The core of Goldman’s bullish forecast is based on (a) recovering residential construction, (b) declining fiscal drag from the sequester and tax cuts, (c) stronger consumption thanks to a fall in the debt-to-income level, and (d) stronger business investment based on high profits, easing lending standards, and a relative low level of capital stock. Two recent data points support the Goldman view.
So the other big question is whether Obamacare will be perceived by midterm voters as anything close to an Iraq War level mistake. By the time of the 2006 midterm elections, the unemployment rate was 4.5%, the economy had created more than 4 million jobs the previous two years, and the economy was growing around 3%. Yet anti-war sentiment enabled Democrats to capture the House and Senate.
The Obamacare website seems to be working better, but back-end problems remain.

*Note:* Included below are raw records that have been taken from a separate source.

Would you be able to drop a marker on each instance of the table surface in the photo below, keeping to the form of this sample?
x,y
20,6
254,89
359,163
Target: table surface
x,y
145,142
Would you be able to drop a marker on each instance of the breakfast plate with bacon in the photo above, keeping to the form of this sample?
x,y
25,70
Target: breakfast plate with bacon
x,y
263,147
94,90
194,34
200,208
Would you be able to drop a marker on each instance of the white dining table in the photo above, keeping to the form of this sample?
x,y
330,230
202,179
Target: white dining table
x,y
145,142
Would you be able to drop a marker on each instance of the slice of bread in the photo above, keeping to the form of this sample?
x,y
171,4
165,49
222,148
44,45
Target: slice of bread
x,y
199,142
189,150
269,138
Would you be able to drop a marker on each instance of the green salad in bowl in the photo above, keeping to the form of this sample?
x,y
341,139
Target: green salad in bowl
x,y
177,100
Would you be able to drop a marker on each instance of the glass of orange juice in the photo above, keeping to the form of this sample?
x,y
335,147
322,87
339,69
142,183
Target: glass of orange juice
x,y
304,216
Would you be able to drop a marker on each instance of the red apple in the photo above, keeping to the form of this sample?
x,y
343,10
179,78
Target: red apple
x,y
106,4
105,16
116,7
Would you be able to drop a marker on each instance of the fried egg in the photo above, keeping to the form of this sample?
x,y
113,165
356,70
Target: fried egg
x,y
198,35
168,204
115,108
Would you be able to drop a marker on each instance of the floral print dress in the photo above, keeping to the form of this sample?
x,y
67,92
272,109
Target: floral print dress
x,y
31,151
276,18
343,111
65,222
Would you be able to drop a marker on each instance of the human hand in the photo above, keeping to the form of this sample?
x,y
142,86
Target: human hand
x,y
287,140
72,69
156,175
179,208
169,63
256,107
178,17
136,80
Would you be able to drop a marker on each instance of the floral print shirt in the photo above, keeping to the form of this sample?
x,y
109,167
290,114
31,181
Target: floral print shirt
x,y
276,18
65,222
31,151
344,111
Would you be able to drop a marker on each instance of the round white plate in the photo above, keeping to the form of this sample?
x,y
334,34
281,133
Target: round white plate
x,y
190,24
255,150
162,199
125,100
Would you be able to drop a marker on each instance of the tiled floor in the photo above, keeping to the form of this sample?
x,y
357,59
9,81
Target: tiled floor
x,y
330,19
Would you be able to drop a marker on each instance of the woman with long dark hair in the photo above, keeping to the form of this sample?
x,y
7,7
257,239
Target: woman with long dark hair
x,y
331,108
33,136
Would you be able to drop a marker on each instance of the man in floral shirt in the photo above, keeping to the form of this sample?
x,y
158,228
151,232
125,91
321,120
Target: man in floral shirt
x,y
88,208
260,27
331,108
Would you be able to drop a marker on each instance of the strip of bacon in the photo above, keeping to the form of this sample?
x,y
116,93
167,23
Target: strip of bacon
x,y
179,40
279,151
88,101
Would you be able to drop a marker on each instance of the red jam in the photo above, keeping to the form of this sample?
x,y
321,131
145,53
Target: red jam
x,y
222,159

Beyond that, there are issues of policy changes and cancellations, narrow provider networks, a risk pool that’s older and sicker than expected, and a possible second wave of rate shocks later next year. And as investment strategist Ed Yardeni points out:
Obamacare could still pose a risk to the economy if enough people reduce their spending because they remain uncertain about whether they will have coverage and about their out-of-pocket costs. There are reports that the backend of the system isn’t working so insurance companies aren’t receiving the information they need to actually provide coverage. In addition, many consumers are facing the sticker shock of not only higher premiums but also higher deductibles.
I will give political scientist Ray Fair and his well known election forecasting model the last word:
The August 5, 2013, forecast from the US model was very optimistic about the economy for the last half of 2013 and for 2014, with 4 good news quarters. The November 11, 2013, forecast is much less so, with only 1 good news quarter, the third quarter of 2014. The predicted vote share is now 49.14, a slight Democratic loss. The main conclusion is the same as it was in August, namely that if the economy grows moderately, the election is predicted to be close.